Simulation of the photodetachment spectrum of the pyrrolide anion

The photodetachment spectrum of the pyrrolide anion, C4H4N−, has been measured recently [A.J. Gianola, T. Ichino, R.L. Hoenigman, S. Kato, V.M. Bierbaum, W.C. Lineberger, J. Phys. Chem. A 108 (2004), 10326]. The band associated with the 12A2 ground state of the pyrrolyl radical, C4H4N, can be identified in the spectrum by its resolved vibrational progression. In contrast, the second band, belonging to the 12B1 first excited state of pyrrolyl, is very weak, broad, and unresolved, which suggests the presence of strong vibronic interaction effects. We have performed a theoretical study of the spectrum in the framework of the linear vibronic coupling model, using ab initio calculated parameters.

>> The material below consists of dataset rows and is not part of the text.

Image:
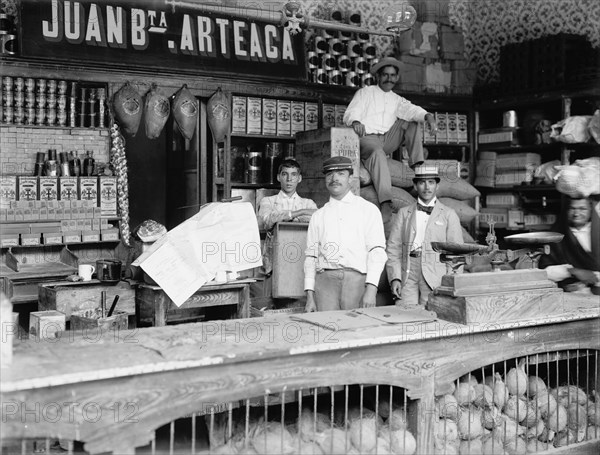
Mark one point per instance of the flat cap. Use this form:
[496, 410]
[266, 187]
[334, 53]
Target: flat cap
[337, 163]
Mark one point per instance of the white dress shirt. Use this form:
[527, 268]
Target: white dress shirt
[378, 110]
[274, 209]
[346, 233]
[422, 218]
[584, 236]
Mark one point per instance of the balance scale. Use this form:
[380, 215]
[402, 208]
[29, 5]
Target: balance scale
[499, 295]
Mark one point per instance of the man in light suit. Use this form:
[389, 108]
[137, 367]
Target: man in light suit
[413, 268]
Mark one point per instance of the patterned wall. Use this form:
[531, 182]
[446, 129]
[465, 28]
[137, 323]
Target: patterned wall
[487, 25]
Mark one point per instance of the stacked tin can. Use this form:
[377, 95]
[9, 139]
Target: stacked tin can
[342, 58]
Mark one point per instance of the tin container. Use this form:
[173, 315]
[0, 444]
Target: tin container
[509, 119]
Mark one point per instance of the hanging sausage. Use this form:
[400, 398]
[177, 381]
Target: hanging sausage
[219, 115]
[127, 105]
[156, 112]
[185, 110]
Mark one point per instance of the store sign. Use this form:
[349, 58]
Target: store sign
[148, 33]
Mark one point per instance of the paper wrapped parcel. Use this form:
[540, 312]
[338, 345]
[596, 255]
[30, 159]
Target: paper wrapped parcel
[221, 236]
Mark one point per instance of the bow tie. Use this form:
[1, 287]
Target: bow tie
[424, 208]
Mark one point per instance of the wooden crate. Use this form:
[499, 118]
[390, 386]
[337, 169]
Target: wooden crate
[314, 147]
[69, 297]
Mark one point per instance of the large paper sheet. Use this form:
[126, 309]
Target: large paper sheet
[221, 236]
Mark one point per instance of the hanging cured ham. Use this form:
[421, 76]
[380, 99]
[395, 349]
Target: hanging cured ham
[219, 115]
[127, 105]
[156, 112]
[185, 110]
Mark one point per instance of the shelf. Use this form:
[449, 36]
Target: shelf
[264, 137]
[255, 185]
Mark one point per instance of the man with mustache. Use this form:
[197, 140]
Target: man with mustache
[413, 268]
[384, 121]
[345, 246]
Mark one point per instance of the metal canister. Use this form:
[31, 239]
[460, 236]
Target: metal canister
[253, 165]
[509, 119]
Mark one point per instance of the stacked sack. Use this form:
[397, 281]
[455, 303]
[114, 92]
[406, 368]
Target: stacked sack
[453, 191]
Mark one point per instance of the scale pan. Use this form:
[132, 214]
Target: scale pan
[535, 238]
[457, 248]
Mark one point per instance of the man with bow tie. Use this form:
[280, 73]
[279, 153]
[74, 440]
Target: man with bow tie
[413, 268]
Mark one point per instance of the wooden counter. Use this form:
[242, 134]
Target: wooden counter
[168, 371]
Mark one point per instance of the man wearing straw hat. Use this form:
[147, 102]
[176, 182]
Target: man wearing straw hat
[384, 121]
[413, 268]
[345, 246]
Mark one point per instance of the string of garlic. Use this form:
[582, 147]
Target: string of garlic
[119, 163]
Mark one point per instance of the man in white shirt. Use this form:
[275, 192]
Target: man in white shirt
[286, 205]
[345, 246]
[384, 121]
[571, 262]
[413, 268]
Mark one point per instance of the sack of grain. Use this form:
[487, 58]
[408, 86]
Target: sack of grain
[465, 212]
[400, 198]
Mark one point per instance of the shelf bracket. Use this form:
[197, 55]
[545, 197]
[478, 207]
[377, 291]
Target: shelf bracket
[68, 257]
[11, 260]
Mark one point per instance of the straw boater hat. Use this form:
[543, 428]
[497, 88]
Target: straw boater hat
[426, 171]
[387, 61]
[337, 163]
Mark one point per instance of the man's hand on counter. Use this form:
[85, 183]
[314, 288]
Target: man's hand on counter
[311, 305]
[369, 296]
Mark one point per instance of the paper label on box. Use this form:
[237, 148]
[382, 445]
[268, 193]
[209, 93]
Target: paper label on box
[311, 116]
[452, 126]
[463, 129]
[108, 196]
[284, 118]
[238, 114]
[254, 115]
[68, 188]
[328, 115]
[88, 190]
[269, 120]
[297, 116]
[28, 188]
[48, 188]
[8, 190]
[340, 110]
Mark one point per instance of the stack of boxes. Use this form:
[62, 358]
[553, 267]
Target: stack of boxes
[57, 210]
[277, 117]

It is shown that a 12B1-12A2 conical intersection is responsible for the unresolved part of the spectrum. The potential-energy surfaces of the 12A2 and 12B1 states of pyrrolyl as a function of the a1 and b2 ground state normal coordinates of pyrrolide have been computed with the MRCI/aug-cc-pVDZ method. Only the b2 modes can couple the involved electronic states in first order. Five totally symmetric modes (a1 symmetry) and four modes of b2 symmetry have been identified as the vibronically most active tuning and coupling vibrations, respectively. Model Hamiltonians for the description of the dynamics in the coupled vibronic manifold of the 12A2 and 12B1 states, including different subsets of these nine modes, have been constructed. The simulated spectra predict a 12A2 band with sharp peaks and a very diffuse 12B1 band stretching from 2.6 to 3.3 eV with a maximum close to 3.0 eV. The calculated spectra are in good agreement with experiment. Reasons for the unexpectedly low intensity of the 12B1 band such as an extremely short lifetime of 12B1 vibronic levels or very different photodetachment cross sections for the 12A2 and 12B1 states are discussed.